[CWB] charset question

Wed Aug 1 08:38:29 CEST 2007

Hi,

I think that here the problem is with mixing the utf8 encoding in the
interface which doesn't get into iso-8859-5 in your interface.  If your
corpus is encoded in utf8 and you do utf8::decode for every result
returned by CQP, everything works fine, have a look:
http://corpus.leeds.ac.uk/ruscorpora.html

the interface script is available in open-source from http://csar.sf.net

Best,
Serge

On Wed, 2007-08-01 at 07:23 +0200, Dieter Schicker wrote:
> Hi again,
> 
> I got another question concerning charset issues. We have a russian
> corpus encoded in iso-8859-5 and a small web interface with
> 
> <form accept-charset="utf-8" enctype="application/x-www-form-urlencoded" ...
> 
> 
> that sends queries to the cqp.
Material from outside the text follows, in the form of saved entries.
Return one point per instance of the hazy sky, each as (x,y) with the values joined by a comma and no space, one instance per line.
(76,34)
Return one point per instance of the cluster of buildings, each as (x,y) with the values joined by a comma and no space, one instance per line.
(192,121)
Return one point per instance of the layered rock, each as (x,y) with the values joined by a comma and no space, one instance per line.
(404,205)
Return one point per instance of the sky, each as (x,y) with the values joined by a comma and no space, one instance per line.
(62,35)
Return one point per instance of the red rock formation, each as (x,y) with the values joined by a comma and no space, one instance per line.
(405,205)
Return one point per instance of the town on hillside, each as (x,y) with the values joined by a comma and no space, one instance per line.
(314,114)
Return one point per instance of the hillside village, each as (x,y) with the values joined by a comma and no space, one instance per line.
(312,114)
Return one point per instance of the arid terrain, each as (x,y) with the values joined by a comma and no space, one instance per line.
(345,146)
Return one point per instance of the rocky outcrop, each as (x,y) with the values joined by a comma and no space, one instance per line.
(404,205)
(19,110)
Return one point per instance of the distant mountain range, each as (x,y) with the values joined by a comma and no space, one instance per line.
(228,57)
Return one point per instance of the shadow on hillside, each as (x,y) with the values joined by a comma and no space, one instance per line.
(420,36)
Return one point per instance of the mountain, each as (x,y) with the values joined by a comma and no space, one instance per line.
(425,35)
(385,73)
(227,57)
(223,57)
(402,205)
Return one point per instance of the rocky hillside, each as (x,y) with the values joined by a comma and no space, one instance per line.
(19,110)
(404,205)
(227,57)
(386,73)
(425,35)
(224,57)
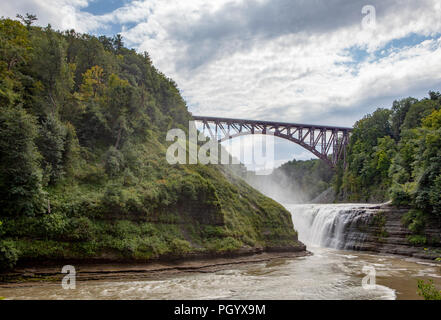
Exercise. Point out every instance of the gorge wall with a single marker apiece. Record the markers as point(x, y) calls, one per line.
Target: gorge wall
point(376, 228)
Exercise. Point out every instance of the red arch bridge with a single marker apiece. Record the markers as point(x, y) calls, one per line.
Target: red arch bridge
point(328, 143)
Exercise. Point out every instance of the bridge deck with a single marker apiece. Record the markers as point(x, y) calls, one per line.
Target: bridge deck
point(269, 123)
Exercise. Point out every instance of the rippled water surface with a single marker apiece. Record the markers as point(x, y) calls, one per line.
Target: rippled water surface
point(327, 274)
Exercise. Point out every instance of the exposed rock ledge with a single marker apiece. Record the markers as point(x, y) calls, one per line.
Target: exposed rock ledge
point(137, 271)
point(383, 231)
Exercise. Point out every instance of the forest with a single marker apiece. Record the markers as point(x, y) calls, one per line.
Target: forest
point(83, 171)
point(394, 155)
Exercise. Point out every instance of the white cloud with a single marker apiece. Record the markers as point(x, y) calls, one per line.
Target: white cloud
point(230, 59)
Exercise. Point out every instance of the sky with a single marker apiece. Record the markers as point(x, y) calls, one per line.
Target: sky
point(311, 61)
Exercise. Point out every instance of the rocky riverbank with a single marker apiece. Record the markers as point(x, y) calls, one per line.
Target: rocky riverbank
point(381, 229)
point(138, 271)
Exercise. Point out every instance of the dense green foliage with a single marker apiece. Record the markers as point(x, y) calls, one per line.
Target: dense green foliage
point(428, 290)
point(395, 154)
point(83, 171)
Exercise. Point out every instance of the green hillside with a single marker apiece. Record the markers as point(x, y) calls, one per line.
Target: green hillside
point(83, 171)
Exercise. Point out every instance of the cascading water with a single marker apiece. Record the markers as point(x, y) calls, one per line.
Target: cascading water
point(335, 226)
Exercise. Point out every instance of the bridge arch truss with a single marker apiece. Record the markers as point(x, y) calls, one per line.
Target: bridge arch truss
point(328, 143)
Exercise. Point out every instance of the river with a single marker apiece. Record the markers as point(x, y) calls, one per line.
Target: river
point(329, 273)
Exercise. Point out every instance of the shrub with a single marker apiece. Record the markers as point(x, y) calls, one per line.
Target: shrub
point(54, 225)
point(428, 290)
point(415, 221)
point(8, 255)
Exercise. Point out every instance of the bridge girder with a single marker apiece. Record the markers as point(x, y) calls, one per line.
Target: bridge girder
point(328, 143)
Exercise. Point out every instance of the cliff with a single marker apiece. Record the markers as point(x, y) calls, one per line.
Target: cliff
point(83, 169)
point(381, 229)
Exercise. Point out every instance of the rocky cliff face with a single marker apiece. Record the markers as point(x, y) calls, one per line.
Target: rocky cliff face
point(382, 230)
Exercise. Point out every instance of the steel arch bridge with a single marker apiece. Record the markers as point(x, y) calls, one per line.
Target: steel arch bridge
point(328, 143)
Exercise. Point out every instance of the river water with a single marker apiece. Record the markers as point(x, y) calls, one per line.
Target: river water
point(329, 273)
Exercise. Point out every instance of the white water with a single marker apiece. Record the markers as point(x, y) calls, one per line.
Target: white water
point(327, 274)
point(325, 225)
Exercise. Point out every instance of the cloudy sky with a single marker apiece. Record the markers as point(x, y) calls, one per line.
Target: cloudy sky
point(311, 61)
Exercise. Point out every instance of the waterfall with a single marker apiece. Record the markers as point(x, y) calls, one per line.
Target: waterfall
point(341, 226)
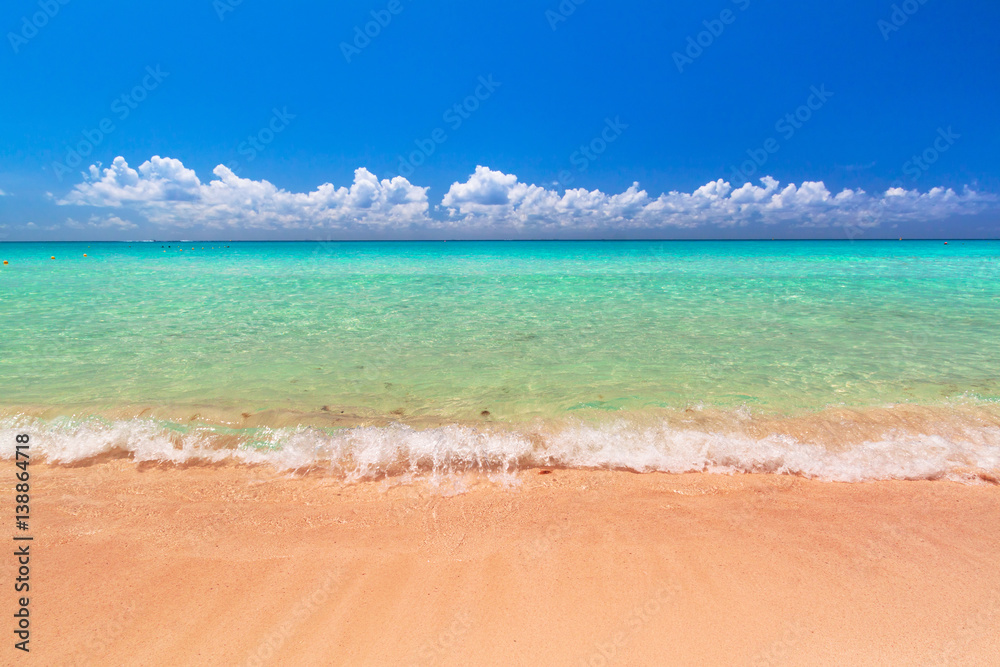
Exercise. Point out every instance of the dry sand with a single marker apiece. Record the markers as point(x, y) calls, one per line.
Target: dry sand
point(237, 565)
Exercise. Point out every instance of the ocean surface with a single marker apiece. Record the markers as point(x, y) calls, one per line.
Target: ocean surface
point(832, 359)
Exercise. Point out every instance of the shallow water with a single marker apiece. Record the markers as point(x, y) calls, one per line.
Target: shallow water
point(520, 338)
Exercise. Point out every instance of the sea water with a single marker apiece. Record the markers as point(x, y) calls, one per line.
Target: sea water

On the server side we use the perl
> modules provided by the cwb distribution. The main problem is that
> whatever query I send to the cqp it doesn't find anything.
> 
> Here's an example of a query: "они", which - in perl syntax - looks like
> "\x{043E}\x{043D}\x{0438}" => no results.
> 
> So, my question is: How do I have to encode/transform the query string
> so that cqp "understands" it? Maybe someone can point me in the right
> direction.
> 
> Btw: We also have several corpora encoded in iso-8859-2, where I managed
> to get results by applying a (ugly) hard-coded conversion table which
> maps "\x{xxxx}" notation to octal representation. Of course I could do
> that for the iso-8859-5 corpus, too, but I'm looking for a more
> "universal" solution.
> 
> Many thanks in advance
> Dieter
>